Ainsi, la définition de la correction semblant plus évidente que celle de la fluidité, on pourra l’évaluer de manière claire ; une production orale « correcte » serait la capacité à formuler un énoncé qui ne contienne aucune ou peu d’erreurs. Ainsi, on pourrait estimer la correction d’un énoncé par le nombre d’erreurs rapporté au nombre de mots prononcés, qui représenterait un taux d’erreurs.

Pour la correction, j’ai donc utilisé trois critères : a. le nombre d’erreurs syntaxiques, lexicales, morphologiques ou référentielles/discursives (sans distinction du type d’erreur) ainsi que l’utilisation du français47

; b. le nombre d’erreurs de prononciation ; et c. le taux d’erreurs, c'est-à-dire le pourcentage d’erreurs (des deux types d’erreurs : syntaxe, vocabulaire, etc. et prononciation mentionnés aux points a. et b.) rapportées au nombre total de mots. Notons que dans mon corpus, toutes les erreurs ne font pas l’objet d’une autocorrection ou d’une reprise quelconque48

.

Pour éprouver mes hypothèses de recherche, j’ai donc analysé ces différentes caractéristiques de l’anglais oral observées au cours d’une tâche de production orale en anglais chez des apprenants volontaires. Rappelons que j’ai d’abord considéré les critères de fluidité : le nombre de mots prononcés au total (en incluant les interjections et « fillers »), le nombre de mots prononcés sans relance de l’interlocuteur (le premier tour de parole), le nombre de pauses courtes de moins d’une seconde, le nombre de pauses longues de plus d’une seconde (en incluant les interjections et « fillers », ce qui correspond au nombre de « filled pauses »), la fréquence des pauses courtes et longues et le nombre de mots pronocés entre les pauses (ou « mean length of run »). Dans un deuxième temps, j’ai étudié les stratégies de communication que j’ai réparties en trois catégories : la sollicitation, la reprise et l’autocorrection.

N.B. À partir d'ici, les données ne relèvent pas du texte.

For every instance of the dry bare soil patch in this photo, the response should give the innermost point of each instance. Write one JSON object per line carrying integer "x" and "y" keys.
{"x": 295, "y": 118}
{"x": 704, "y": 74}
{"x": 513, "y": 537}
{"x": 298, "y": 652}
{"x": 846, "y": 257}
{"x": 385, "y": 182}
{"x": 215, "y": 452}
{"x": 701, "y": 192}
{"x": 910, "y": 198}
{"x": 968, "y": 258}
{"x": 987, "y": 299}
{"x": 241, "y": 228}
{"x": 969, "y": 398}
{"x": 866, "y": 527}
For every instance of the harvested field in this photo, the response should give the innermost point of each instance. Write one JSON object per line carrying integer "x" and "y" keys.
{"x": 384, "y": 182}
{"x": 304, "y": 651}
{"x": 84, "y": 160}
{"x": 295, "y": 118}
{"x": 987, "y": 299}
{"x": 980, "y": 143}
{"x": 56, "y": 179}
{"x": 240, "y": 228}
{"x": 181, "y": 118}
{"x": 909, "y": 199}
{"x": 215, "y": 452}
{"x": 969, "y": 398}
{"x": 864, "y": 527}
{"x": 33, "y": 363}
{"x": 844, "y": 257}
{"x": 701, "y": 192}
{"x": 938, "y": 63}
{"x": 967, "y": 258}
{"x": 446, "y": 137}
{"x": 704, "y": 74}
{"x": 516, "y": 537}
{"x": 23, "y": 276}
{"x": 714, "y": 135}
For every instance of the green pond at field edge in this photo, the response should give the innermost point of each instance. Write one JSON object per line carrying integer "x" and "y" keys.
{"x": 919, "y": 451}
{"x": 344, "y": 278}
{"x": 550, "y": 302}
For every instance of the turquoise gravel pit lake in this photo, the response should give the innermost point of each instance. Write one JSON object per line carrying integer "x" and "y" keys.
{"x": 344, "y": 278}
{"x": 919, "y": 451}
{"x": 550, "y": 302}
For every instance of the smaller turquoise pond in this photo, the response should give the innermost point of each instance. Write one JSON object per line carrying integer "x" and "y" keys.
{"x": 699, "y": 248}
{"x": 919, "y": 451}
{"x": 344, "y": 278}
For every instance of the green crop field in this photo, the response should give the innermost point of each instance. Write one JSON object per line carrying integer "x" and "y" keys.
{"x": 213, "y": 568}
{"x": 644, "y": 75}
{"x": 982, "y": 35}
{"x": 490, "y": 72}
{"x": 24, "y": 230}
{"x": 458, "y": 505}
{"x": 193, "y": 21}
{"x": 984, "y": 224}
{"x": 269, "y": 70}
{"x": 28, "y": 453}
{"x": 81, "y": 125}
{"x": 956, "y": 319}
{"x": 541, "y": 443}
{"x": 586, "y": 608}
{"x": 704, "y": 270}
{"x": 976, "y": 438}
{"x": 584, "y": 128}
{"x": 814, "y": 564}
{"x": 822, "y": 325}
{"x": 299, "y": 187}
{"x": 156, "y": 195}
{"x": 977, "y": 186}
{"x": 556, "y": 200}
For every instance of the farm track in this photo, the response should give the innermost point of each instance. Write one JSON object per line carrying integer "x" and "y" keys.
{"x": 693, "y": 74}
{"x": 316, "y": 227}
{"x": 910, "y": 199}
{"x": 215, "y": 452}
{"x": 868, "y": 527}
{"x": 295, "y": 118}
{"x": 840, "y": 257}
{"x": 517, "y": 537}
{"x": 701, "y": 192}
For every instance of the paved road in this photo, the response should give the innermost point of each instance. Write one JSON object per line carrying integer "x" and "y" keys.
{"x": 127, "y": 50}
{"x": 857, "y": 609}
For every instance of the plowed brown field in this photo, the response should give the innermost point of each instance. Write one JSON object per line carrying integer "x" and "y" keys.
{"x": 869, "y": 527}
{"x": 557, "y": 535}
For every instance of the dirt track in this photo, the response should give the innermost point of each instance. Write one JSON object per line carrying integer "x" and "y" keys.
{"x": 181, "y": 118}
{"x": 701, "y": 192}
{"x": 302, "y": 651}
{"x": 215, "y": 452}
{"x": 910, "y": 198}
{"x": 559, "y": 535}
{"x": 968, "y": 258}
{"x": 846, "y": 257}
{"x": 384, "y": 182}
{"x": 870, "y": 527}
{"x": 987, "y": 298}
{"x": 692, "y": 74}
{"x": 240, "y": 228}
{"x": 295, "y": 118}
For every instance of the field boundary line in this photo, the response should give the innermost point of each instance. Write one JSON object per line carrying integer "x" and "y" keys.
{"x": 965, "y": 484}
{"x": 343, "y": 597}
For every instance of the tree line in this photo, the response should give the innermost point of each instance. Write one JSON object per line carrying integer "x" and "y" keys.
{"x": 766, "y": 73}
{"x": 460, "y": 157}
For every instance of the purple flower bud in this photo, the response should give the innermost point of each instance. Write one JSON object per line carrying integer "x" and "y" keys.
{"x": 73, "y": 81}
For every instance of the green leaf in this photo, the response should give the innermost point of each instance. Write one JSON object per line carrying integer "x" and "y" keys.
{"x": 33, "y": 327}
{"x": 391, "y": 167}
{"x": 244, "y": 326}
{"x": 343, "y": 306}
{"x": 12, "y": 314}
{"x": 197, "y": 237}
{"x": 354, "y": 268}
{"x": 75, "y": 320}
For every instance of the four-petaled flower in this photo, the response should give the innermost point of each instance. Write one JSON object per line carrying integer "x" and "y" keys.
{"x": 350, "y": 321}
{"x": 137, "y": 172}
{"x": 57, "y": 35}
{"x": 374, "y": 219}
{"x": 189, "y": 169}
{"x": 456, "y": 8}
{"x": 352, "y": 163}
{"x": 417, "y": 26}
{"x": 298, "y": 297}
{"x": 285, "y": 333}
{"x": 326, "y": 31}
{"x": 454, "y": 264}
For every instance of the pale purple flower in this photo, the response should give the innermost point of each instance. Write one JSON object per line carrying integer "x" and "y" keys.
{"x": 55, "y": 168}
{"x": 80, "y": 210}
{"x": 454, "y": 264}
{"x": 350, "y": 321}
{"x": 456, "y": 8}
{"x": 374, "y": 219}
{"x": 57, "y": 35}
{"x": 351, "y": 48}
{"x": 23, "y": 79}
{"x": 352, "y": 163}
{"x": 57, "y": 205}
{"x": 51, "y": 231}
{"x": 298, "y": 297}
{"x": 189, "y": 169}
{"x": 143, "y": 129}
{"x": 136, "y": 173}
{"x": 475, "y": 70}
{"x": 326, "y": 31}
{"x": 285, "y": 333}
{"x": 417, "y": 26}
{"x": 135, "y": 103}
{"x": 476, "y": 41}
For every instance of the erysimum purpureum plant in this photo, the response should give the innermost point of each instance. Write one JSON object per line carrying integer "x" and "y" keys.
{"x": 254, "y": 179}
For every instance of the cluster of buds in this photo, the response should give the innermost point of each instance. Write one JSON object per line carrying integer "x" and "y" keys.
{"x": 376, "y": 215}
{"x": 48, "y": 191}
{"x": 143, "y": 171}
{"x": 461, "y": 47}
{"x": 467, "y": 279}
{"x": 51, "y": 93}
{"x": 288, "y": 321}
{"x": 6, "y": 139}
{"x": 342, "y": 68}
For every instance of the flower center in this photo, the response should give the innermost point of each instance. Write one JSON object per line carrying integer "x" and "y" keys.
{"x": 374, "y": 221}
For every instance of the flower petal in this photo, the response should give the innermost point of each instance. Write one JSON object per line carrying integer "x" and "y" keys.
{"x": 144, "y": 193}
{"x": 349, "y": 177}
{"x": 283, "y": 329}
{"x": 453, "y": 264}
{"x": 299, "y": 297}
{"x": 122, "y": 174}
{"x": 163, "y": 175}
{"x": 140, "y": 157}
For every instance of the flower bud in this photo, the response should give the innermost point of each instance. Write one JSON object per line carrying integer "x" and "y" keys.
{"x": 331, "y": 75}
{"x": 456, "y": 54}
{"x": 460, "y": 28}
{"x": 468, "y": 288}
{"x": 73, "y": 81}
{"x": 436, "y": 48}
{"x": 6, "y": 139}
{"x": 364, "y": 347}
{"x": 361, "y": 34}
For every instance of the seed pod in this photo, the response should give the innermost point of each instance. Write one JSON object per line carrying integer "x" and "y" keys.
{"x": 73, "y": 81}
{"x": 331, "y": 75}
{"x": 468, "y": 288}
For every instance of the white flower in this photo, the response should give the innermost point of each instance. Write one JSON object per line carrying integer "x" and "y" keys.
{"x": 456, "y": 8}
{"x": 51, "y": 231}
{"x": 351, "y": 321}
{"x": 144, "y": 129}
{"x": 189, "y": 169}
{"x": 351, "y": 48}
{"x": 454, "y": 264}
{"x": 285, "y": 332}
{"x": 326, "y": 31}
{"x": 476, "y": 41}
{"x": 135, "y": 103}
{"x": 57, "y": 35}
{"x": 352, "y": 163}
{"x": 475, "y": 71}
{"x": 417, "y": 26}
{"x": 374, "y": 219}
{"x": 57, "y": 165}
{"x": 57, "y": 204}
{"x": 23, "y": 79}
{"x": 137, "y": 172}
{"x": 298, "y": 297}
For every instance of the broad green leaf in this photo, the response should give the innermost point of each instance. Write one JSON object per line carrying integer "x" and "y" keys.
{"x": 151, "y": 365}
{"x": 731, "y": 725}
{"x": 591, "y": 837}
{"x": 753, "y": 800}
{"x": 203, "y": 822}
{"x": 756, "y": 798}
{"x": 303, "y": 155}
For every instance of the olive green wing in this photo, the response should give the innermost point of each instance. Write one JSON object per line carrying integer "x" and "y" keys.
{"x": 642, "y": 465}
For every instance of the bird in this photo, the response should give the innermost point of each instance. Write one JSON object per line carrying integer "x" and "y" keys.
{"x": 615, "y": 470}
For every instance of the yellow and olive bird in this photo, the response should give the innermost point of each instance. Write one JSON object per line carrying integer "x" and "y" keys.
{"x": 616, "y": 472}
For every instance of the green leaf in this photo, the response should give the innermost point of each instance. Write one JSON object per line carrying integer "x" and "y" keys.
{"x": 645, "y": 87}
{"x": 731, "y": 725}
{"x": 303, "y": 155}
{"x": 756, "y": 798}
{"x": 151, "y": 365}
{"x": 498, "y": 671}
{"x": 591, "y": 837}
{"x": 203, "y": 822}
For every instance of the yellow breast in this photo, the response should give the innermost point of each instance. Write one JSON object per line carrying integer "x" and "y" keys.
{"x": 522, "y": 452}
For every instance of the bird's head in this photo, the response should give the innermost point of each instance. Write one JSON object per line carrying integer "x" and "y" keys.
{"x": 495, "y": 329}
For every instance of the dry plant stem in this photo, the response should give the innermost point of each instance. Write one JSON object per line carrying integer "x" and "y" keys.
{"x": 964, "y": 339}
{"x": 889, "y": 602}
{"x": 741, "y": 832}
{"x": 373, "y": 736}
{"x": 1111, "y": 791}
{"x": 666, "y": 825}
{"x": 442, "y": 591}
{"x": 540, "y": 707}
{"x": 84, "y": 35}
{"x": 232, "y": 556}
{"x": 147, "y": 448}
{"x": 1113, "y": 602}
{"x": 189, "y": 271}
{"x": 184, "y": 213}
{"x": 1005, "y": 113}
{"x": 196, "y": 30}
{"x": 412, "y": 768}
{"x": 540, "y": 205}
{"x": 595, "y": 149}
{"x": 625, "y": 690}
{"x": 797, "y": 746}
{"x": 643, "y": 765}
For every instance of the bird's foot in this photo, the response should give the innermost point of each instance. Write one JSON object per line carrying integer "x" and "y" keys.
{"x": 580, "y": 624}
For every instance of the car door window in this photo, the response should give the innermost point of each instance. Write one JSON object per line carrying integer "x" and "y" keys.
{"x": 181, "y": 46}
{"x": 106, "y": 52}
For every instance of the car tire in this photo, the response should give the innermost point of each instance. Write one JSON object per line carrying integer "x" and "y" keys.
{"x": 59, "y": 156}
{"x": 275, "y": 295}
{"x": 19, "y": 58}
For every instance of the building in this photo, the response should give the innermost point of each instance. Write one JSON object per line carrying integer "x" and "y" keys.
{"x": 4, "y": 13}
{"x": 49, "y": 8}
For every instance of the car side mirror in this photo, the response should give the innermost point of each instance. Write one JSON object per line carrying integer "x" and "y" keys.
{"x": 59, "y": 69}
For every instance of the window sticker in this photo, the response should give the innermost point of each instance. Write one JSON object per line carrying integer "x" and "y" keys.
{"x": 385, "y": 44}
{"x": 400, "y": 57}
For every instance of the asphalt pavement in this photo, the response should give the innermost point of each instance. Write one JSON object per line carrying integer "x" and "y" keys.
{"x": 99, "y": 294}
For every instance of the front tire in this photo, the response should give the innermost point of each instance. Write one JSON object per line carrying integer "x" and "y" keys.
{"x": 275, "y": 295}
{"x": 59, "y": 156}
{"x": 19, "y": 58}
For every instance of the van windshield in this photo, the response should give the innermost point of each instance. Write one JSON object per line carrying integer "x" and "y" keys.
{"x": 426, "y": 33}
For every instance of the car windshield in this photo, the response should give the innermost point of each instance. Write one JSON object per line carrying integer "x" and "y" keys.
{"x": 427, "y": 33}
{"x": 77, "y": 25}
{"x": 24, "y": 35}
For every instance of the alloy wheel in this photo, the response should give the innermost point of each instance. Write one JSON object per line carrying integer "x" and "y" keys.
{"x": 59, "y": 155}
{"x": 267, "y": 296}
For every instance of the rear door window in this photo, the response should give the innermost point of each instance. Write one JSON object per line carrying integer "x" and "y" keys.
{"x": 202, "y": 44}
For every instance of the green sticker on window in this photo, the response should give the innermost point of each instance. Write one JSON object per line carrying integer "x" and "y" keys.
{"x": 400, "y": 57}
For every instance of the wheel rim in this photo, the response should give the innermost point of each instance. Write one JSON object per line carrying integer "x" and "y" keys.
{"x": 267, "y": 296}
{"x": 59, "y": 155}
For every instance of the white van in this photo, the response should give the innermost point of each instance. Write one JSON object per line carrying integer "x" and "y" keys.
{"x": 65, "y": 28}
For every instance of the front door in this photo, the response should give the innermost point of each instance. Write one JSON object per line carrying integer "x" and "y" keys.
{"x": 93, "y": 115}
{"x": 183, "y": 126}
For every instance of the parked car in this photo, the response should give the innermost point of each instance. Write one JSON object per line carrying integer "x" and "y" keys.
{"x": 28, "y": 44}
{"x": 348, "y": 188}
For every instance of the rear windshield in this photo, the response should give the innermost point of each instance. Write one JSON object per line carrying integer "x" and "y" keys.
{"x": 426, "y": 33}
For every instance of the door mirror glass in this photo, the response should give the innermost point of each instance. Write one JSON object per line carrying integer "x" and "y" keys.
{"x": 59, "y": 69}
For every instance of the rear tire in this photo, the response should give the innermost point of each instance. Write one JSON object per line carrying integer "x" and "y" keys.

Dans un troisième temps, j’ai pris en compte trois critères de correction de la langue : les erreurs de syntaxe, lexique, etc. et le recours au français, les erreurs de prononciation, et le taux de ces deux types d’erreurs (c'est-à-dire le pourcentage d’erreurs rapporté au nombre de mots). L’ensemble de ces critères, que j’expliquerai plus en détail dans la deuxième partie de la thèse, a été étudié en lien avec les représentations de la langue chez les apprenants ; le chapitre suivant est consacré à ce thème.